Question

Suppose we wish to demonstrate that there is a difference between the proportions of wives and husbands who do laundry at home. From a random sample of 66 randomly selected wives, we observe 44 who do laundry at home. From a random sample of 46 husbands, we observe 18 who do laundry at home. Test the claim that the proportion of wives, p 1 , who do laundry at home is different from the proportion of husbands, p 2 , who do laundry at home.

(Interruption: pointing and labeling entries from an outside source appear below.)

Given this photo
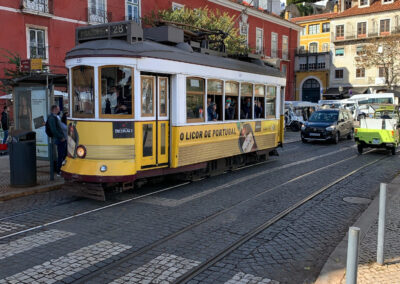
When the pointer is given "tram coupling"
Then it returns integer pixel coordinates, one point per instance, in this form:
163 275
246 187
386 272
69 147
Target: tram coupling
274 153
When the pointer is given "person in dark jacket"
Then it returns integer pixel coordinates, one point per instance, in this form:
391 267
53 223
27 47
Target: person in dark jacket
57 136
5 123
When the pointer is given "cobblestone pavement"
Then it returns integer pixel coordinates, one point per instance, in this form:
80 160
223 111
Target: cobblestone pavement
369 271
126 243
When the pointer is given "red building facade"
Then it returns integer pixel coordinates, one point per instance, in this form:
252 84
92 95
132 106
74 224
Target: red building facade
46 28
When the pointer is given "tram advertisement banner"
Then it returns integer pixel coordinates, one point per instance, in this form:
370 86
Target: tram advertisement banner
31 114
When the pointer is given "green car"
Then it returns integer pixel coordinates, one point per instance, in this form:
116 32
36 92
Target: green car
381 131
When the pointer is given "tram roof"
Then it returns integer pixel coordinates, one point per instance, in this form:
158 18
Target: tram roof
120 48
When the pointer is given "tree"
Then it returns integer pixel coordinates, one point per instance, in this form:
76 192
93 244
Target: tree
12 70
382 52
219 27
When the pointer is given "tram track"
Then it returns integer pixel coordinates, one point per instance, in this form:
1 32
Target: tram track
234 182
190 275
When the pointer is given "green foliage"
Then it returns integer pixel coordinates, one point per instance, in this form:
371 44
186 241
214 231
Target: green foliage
12 71
204 19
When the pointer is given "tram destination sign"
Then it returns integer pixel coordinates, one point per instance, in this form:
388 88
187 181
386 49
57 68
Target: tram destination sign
106 31
123 129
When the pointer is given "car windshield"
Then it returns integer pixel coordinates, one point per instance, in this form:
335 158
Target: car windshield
324 116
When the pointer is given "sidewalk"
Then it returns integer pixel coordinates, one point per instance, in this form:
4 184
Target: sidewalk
43 181
368 270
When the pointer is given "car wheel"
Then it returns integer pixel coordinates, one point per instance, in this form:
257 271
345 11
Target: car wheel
351 134
336 138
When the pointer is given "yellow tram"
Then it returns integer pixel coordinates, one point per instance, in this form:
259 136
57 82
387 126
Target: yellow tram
143 106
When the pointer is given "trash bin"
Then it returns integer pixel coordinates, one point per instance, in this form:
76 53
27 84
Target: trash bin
22 154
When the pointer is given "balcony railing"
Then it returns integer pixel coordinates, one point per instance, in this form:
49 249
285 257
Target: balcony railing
356 36
37 6
98 16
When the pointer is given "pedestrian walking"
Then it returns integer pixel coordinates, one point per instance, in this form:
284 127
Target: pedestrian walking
56 133
5 123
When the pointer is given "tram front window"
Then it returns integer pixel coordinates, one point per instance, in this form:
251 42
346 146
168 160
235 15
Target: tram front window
246 95
83 91
259 99
271 101
214 100
116 90
195 99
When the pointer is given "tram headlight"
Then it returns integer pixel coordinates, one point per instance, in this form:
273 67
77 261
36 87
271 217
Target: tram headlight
81 151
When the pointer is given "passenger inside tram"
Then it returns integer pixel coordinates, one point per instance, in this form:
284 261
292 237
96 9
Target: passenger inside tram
246 108
258 109
212 114
229 109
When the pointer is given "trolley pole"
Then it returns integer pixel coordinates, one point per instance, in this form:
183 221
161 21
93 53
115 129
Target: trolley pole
381 225
51 158
352 255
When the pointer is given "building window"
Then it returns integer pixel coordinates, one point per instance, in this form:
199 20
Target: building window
177 6
303 66
244 31
313 29
339 51
274 45
133 10
195 99
37 43
385 26
97 11
259 41
339 74
340 31
361 29
37 5
326 27
360 73
360 50
382 72
313 48
285 47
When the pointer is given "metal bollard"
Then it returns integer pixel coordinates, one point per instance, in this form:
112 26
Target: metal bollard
352 255
381 225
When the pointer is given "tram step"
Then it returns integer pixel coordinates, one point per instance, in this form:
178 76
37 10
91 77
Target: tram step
87 190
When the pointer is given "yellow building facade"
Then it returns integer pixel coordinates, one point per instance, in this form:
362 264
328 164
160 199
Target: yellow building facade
313 57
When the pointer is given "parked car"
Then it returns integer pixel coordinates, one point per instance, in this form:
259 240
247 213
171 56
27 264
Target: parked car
328 125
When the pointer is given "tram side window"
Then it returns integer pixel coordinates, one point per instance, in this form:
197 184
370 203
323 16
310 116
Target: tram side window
271 101
116 90
259 99
246 97
214 100
231 100
83 91
148 87
195 99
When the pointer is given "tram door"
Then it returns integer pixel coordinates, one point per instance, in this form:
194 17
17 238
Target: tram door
155 134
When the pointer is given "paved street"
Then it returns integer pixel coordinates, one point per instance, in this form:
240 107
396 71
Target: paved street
259 224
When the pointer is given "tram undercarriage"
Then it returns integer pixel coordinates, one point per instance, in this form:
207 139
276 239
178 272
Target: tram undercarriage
107 190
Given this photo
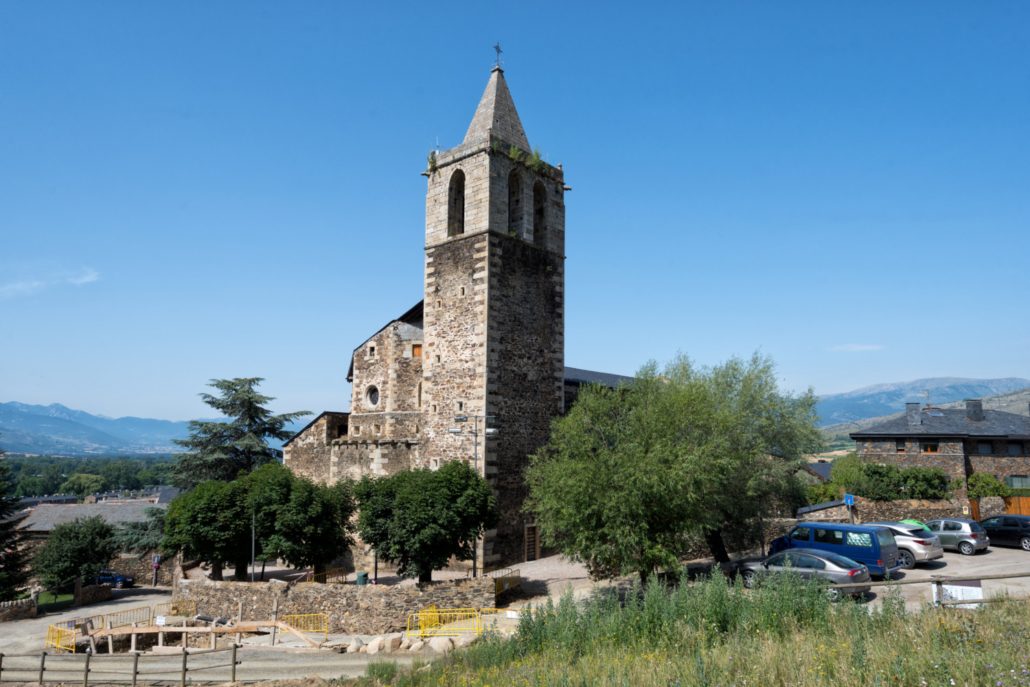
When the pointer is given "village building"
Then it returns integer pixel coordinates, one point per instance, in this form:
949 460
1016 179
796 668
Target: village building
476 370
960 441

Use a 1% significance level.

Answer 1

Answer:

Step-by-step explanation:

From this study:

The null hypothesis:

$H_o : p_1 =p_2$

The altenative is:

$H_a : p_1 \ne p_2$

This test is a two-tailed test.

However; we are told that the wives have 44 success out of 66, then the number of failures will be 22.

Then;

$\hat p_1 = \dfrac{44}{66}$

$\hat p_1 = 0.6667$

Similarly, the husbands have 18 success out of 46, then the number of failures will be 28

Then:

$\hat p_2 = \dfrac{18}{46}$

$\hat p_2 = 0.3913$

The pooled proportion $p = \dfrac{18+44}{66+46}$

$p = \dfrac{62}{112}$

p = 0.55357

The estimated standard error S.E is:

$= \sqrt{\dfrac{ \bar p(1- \bar p)}{n_1} +\dfrac{ \bar p(1-\bar p)}{n_2}}$

= $\sqrt{ 0.55357(1-0.55357) \Big( \dfrac{1}{66} + \dfrac{1}{46} \Big)}$

$=\sqrt{ 0.55357(0.44643) \Big(0.01515 + 0.021739 \Big)}$

$=\sqrt{ 0.00911638798}$

= 0.0955

The Z test statitics can now be computed as:

$Z = \dfrac{ \hat p_1 - \hat p_2}{\sqrt{\dfrac{ \bar p(1- \bar p)}{n_1} +\dfrac{ \bar p(1-\bar p)}{n_2}}}$

$Z = \dfrac{0.6667 -0.3913}{0.0955}$

Z = 2.88

Th p -value from the test statistics is:

p-value = 2P(Z > 2.88)

p- value = 2 P (1 - Z < 2.88)

p-value = 2 ( 1 - 0.998)

p-value = 2 ( 0.002)

p -alue = 0.004

Decision Rule:

Thus, at 0.01 significance level, we reject the null hypothesis because, p-value is less than that (i.e. significance level)

Conclusion:

We conclude that there is a significant  difference between the proportions.